Published Oct 25, 2015Three years ago, when Purity Ring last played the Halifax Pop Explosion, the Marquee Club filled up so quickly that many of the band's fans weren't able to get in. This year, in the much larger Forum Multipurpose Room, there was room for any and all who wanted to take in the duo's colourful, fuzzed-out electro-pop soundscapes.
"It's lovely to be back home," said vocalist Megan James, who lived in Halifax during the recording of the band's debut album, Shrines. "It's kind of the same as always. I almost cry when I say that. It's so lovely."

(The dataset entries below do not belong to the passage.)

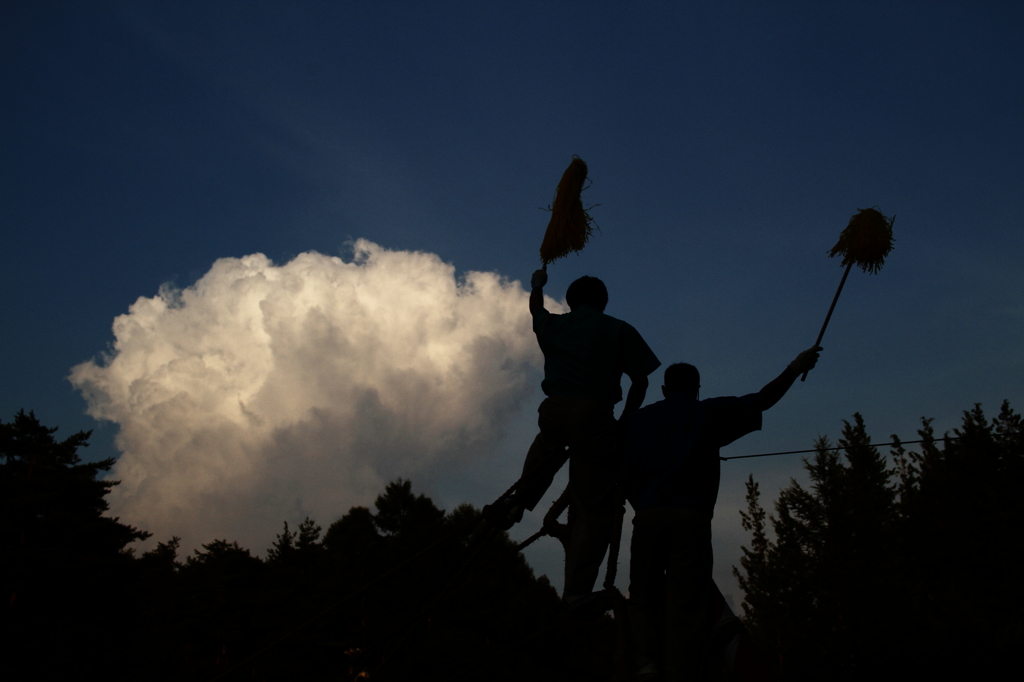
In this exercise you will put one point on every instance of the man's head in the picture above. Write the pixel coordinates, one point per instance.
(587, 291)
(681, 378)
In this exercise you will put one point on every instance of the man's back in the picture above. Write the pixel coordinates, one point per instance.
(674, 450)
(586, 353)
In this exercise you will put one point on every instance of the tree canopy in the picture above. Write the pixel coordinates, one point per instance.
(903, 564)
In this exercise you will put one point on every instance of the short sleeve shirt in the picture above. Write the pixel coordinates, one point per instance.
(673, 459)
(586, 353)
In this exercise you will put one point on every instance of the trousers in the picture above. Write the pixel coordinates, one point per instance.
(670, 578)
(586, 433)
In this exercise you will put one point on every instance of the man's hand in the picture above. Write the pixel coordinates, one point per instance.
(806, 360)
(540, 279)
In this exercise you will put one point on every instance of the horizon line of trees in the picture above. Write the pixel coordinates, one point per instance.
(893, 567)
(370, 596)
(888, 567)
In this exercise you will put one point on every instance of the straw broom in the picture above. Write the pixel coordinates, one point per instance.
(569, 227)
(865, 242)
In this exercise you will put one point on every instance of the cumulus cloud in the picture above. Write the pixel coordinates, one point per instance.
(266, 392)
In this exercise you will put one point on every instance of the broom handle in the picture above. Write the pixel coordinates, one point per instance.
(830, 308)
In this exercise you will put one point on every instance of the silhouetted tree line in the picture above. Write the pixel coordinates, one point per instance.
(79, 601)
(897, 568)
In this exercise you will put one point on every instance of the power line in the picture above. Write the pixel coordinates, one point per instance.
(866, 444)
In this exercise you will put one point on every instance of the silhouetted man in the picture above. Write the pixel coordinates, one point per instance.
(586, 353)
(671, 473)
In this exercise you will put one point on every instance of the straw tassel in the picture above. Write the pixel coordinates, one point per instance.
(865, 243)
(569, 227)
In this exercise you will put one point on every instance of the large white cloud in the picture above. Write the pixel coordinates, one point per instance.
(266, 392)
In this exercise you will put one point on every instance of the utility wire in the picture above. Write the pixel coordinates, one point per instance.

James introduced the subsequent performance, Another Eternity's "Push Pull," as "a song about leaving Halifax." The track was one of several where the instrumental accompaniment — orchestrated by bandmate Corin Roddick from behind a suite of lit-up orbs activated with drumstick hits — felt almost overwhelming. One of the more compelling aspects of Another Eternity is how James' unearthly vocals move to the forefront of the mix, but in the large Multipurpose Room, they almost had to fight their way through the beats. The show also felt somewhat lacking in dynamics: moment to moment, the arrival and retreat of Purity Ring's tones excite, but over the course of an hour-long set, the individual songs can sometimes struggle to differentiate themselves from one another.
Their best songs excepted, mind you: there's no question that Purity Ring have crafted several incredibly catchy earworms, from Shrines songs like "Crawlersout" and "Fineshrine" to set closing highlight "Begin Again." James danced and sang with focus and physical ferocity, her sharp, almost robotic movements matching her cold-yet-welcoming vocal tone. As attractive and novel as Roddick's percussion lights were, it was James' engaging performance that you simply couldn't take your eyes off of.